The well-worn elegance of Andrew Freedman Home inspired Rue Bainbridge to shoot the first of a series of audiovisual performances at spaces in transition—including an abandoned 18th century London hotel favored by rock stars (Slate Projects / Foreign Domestic at Averard Hotel), a renovated flour mill in Downtown L.A. (Hauser & Wirth), the mechanical room of an abandoned restaurant in Tribeca (drone / de Young Museum) and an officer’s house on a former military island (Public Works at Governor's Island). Rue Bainbridge has also been invited to improvise in galleries, responding to artworks at The Hepworth Wakefield Museum and Pace Gallery.
Another collaborative, Rodriguez, Gonzalez, Bainbridge, was invited by AFH to stage an immersive performance in response to the artwork of Fabiola Jean-Louis. The trio worked with musicians, performers and dancers to guide a select audience through the galleries and ballrooms and library of Andrew Freedman Home in Ezili Dantor: Freedom and the African Diaspora.
As with Beauteous, the immersive installations stayed on exhibit following the performance. Again, the support of AFH allowed Bainbridge to refine the work during its run, documenting the iterations along the way.
The ample space and cheerful vibe at AFH is fertile ground for collaborations between residents. Traffic between studios up and down the block-long halls leads to ambitious projects. The collaborations are seen at the Freedman mansion and other venues, including American Museum of Natural History. AFH artists frequently joined Bainbridge's crew to mix live visuals for the AMNH after hours monthly, One Step Beyond. Benton C Bainbridge was the resident media artist for the entire 11 season run of this transformative museum art party.
The AFH palazzo is a vital meeting point for neighbors from The Bronx, NYC's boroughs, and beyond. Benton makes video portraits of those he meets, and designs interactive installations where guests make painterly video self-portraits. The support of the AIR program allows Bainbridge to evolve his exhibitions, iterating and tweaking installations over the course of weeks in AFH project spaces. Collectively, these artworks portray the community that orbits around Andrew Freedman Home.
Recently, curator Alaina Simone selected Life-Size Allyssa Jill and other works by Benton C Bainbridge for the AFH booth at CADAF Paris.
"Power to the People features three media artworks by Benton C Bainbridge that exhibit his experimentation with media and technology: Weaving 5d (from a series of 14 short digital media pieces), Life-Size Allyssa Jill (a 3-channel chromatic video installation of a human figure in variant motions) and Just a Sec—a collaboration with Jeff Carpenter (a lenticular print dissecting a second of time displayed physically).
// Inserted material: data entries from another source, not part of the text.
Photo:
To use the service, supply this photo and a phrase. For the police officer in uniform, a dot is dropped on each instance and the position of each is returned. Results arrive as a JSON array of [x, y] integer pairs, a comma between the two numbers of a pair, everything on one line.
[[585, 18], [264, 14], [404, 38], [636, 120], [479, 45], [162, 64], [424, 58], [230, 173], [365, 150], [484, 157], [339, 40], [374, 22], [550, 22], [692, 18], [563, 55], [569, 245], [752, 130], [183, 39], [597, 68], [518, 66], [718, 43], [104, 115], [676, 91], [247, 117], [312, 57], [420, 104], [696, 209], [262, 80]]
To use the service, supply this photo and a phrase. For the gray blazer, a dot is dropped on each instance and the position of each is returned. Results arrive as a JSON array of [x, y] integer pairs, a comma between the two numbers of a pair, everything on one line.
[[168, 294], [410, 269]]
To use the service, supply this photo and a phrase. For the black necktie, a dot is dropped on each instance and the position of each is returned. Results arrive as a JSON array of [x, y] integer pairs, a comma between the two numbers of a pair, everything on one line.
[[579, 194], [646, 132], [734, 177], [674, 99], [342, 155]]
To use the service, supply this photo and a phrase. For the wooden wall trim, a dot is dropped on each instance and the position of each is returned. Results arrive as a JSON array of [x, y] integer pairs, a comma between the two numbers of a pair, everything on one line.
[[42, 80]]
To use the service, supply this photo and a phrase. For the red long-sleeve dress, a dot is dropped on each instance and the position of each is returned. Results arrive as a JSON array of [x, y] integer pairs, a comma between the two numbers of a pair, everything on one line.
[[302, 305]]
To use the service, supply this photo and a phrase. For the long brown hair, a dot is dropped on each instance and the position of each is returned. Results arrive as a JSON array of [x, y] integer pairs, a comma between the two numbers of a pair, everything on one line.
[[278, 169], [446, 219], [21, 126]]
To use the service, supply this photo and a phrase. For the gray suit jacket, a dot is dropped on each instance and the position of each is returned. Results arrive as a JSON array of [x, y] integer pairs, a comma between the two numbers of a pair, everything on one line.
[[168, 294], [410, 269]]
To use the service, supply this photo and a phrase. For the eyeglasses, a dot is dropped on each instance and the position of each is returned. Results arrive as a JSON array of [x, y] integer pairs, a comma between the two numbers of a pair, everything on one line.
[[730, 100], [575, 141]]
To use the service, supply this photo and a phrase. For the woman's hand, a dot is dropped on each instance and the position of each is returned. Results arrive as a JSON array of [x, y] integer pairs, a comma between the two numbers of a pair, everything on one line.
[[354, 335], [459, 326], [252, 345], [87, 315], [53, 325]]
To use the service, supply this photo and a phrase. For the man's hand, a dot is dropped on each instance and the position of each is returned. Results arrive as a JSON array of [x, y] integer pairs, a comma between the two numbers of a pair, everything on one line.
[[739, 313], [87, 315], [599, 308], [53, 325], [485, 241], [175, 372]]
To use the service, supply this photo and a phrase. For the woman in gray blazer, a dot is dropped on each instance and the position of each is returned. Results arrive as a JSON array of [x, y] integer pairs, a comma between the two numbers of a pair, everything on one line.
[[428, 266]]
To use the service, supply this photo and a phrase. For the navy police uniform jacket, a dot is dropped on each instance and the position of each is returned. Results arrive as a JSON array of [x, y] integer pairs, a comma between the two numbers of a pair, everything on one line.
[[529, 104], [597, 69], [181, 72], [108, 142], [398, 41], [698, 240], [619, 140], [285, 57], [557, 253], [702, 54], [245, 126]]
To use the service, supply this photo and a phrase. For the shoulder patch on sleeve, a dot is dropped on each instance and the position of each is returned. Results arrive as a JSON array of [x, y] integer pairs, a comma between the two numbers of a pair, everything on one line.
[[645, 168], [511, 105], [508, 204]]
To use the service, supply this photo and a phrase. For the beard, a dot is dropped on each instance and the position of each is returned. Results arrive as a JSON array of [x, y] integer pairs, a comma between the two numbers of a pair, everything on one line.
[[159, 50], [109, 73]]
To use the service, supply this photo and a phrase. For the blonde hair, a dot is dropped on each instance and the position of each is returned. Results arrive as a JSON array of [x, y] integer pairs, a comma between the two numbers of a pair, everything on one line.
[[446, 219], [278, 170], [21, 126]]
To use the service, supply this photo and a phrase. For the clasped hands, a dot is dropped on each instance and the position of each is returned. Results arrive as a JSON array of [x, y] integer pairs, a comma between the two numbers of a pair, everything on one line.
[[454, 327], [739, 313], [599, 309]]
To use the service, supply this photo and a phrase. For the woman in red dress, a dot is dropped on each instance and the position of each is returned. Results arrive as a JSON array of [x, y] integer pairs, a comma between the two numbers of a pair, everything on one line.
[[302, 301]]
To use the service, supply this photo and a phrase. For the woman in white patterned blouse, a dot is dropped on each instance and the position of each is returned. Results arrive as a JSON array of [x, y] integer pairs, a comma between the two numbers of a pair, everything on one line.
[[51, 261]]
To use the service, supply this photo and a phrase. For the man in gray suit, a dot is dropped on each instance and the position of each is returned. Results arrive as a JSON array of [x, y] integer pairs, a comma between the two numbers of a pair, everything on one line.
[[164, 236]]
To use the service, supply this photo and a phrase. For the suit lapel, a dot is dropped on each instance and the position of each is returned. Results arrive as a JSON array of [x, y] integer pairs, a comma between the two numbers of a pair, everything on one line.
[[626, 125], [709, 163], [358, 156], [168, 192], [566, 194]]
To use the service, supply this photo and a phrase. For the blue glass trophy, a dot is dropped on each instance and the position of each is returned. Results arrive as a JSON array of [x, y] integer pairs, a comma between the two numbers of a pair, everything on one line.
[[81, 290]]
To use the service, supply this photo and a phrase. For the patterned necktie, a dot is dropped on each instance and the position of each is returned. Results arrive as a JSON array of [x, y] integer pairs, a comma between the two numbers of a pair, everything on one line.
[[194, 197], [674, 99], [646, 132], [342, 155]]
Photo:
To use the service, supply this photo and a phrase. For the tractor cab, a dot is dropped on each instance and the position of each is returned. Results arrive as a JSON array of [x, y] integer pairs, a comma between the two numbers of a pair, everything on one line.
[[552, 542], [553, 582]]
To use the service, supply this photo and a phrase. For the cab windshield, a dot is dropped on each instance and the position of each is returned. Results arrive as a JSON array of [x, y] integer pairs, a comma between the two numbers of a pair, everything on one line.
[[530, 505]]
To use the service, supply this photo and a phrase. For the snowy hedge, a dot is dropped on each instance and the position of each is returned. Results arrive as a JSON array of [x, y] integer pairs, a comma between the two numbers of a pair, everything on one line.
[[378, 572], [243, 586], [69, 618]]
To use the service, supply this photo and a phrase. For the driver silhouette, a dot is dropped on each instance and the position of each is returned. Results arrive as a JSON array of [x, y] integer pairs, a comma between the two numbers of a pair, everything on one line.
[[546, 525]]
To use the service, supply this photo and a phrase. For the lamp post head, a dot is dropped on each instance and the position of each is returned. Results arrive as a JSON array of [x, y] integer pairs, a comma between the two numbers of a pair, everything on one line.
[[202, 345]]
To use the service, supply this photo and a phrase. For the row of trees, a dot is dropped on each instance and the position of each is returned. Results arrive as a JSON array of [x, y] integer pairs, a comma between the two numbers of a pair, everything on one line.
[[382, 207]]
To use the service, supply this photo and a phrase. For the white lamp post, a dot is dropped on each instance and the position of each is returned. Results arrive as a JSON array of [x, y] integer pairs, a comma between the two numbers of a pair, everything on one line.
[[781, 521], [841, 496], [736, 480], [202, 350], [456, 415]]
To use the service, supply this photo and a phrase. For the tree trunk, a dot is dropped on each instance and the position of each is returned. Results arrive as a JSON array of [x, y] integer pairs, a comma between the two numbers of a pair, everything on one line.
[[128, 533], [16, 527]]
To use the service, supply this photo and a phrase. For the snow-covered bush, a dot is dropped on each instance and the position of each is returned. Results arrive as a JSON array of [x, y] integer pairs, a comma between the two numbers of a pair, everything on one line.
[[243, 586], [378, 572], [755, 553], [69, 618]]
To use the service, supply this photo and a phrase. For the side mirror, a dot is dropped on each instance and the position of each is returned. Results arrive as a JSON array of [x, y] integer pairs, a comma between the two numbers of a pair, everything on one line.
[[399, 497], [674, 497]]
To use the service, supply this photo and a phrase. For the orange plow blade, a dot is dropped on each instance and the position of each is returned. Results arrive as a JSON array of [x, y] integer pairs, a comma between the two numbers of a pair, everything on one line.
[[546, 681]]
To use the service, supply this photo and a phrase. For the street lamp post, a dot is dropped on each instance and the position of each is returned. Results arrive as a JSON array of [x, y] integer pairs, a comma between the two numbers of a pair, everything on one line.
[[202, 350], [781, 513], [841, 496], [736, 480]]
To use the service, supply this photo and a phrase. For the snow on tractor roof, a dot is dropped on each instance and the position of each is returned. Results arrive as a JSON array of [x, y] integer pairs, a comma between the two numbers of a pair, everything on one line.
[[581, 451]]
The artist’s handcrafted media artworks are created in his custom-built video synth studio in the Bronx, New York. Eschewing the precision of digital imaging tech, Bainbridge presents these rough-edged, noisy and imprecise compositions as an impractical—yet more approachable—alternative to the cold-calculation of traditional media art."
During pandemic lockdown, the Freedman Home closed its doors to the public and focused on reaching its community—and beyond—through the interwebs. AFH made a documentary series about the Artists-In-Residence, including this video about Benton.
Bainbridge has shown at Whitney Museum, Lincoln Center, Museum of Arts & Design, Museum of the Moving Image, American Museum of Natural History, The Kitchen, EMPAC, SFMoMA, Boston Cyberarts Festival, l’Auditori, Fundación Juan March, Auditorium Parco della Musica, Sonic Light, Wien Moderne, Teatro Colón CETC, Korean Festival, and Dak’art.
Bainbridge is on the faculty at SVA MFA Computer Arts.